Liberté de l’enseignement

Le recteur Frémont cherche une échappatoire illusoire

Dans une entrevue accordée le 9 février à Isabelle Hachey, Jacques Frémont, recteur de l’Université d’Ottawa, revient sur l’affaire Lieutenant-Duval et répète, comme à l’automne, des propos aussi affligeants qu’irresponsables. Son argumentation est celle d’un administrateur frileux désireux de courtiser sa clientèle, non d’un recteur soucieux de préserver la mission de l’université et la liberté professorale, dorénavant sujette à la déferlante des humeurs. Pour M. Frémont, la liberté de l’enseignement est soumise à une règle aussi simpliste que naïve : « Il y a des mots qui blessent. On ne peut reprocher à quelqu’un d’être insulté par un mot. Cela appartient à chacun d’être blessé ou non. »

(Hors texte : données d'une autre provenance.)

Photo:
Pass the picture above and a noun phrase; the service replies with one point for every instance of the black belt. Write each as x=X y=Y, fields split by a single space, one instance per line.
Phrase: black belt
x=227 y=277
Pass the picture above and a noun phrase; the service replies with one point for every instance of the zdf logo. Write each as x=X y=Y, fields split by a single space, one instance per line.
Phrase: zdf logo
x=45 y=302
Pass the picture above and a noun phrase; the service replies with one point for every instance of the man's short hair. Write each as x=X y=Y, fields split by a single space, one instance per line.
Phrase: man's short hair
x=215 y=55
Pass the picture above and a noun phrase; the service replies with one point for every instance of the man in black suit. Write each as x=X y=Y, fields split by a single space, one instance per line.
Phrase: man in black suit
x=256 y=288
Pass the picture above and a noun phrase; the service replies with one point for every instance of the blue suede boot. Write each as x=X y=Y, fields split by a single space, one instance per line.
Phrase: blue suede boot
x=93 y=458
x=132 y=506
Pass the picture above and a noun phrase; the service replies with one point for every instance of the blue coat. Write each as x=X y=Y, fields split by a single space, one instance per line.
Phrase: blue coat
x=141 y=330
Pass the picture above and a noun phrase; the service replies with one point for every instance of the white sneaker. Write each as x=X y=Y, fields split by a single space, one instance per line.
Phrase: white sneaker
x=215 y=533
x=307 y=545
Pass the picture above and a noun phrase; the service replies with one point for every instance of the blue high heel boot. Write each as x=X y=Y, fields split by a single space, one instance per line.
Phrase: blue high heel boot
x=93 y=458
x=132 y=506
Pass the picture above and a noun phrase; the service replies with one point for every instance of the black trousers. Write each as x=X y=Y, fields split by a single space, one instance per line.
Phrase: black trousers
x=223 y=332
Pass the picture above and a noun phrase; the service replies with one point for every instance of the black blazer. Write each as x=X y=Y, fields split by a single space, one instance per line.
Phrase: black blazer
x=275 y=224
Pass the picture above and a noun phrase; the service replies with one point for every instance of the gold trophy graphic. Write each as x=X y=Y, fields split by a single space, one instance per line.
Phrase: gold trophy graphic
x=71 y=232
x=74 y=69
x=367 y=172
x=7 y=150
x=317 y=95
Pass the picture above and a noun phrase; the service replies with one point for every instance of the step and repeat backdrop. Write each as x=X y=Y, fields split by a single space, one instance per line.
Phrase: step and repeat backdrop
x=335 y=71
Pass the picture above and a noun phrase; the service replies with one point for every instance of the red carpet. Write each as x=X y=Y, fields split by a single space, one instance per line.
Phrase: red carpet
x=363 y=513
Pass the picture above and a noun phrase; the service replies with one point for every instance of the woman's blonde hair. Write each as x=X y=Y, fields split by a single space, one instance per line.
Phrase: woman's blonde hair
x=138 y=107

Encore une fois, le recteur Frémont préfère vivoter derrière sa peur d’offenser au lieu de faire face à ce qui menace son institution : la mainmise d’une idéologie régressive sur la vie universitaire. Prétendre qu’il existe des mots par essence à proscrire, du seul fait qu’ils sont potentiellement offensants, au nom de l’affirmation proliférante d’une sensibilité souveraine, c’est revendiquer sans le dire le droit à la censure par ceux qui prétendent définir les limites de l’expression des opinions. C’est céder aux activistes qui accordent les droits de parole. C’est donner droit à toutes les plaintes et ouvrir la porte à toutes les dérives sectaires ou identitaires. C’est donner libre cours, enfin, à tous les obscurantismes idéologiques.

Que faire demain face à ceux qui se sentiraient offensés par la théorie de Darwin sur l’évolution des espèces ? Que dire à ceux qui affirment que la Terre est plate ? Et à ceux qui nient la Shoah car les faits les offensent, faudra-t-il ouvrir de nouvelles classes avec des professeurs plus accommodants ? Continuer d’avancer la tête basse pour ne pas irriter le ressenti des étudiants blessés par tel ou tel mot, telle ou telle opinion contradictoire ? Demander aux enseignants hérétiques de s’excuser sans répit et sans raison, comme au temps des Gardes rouges ?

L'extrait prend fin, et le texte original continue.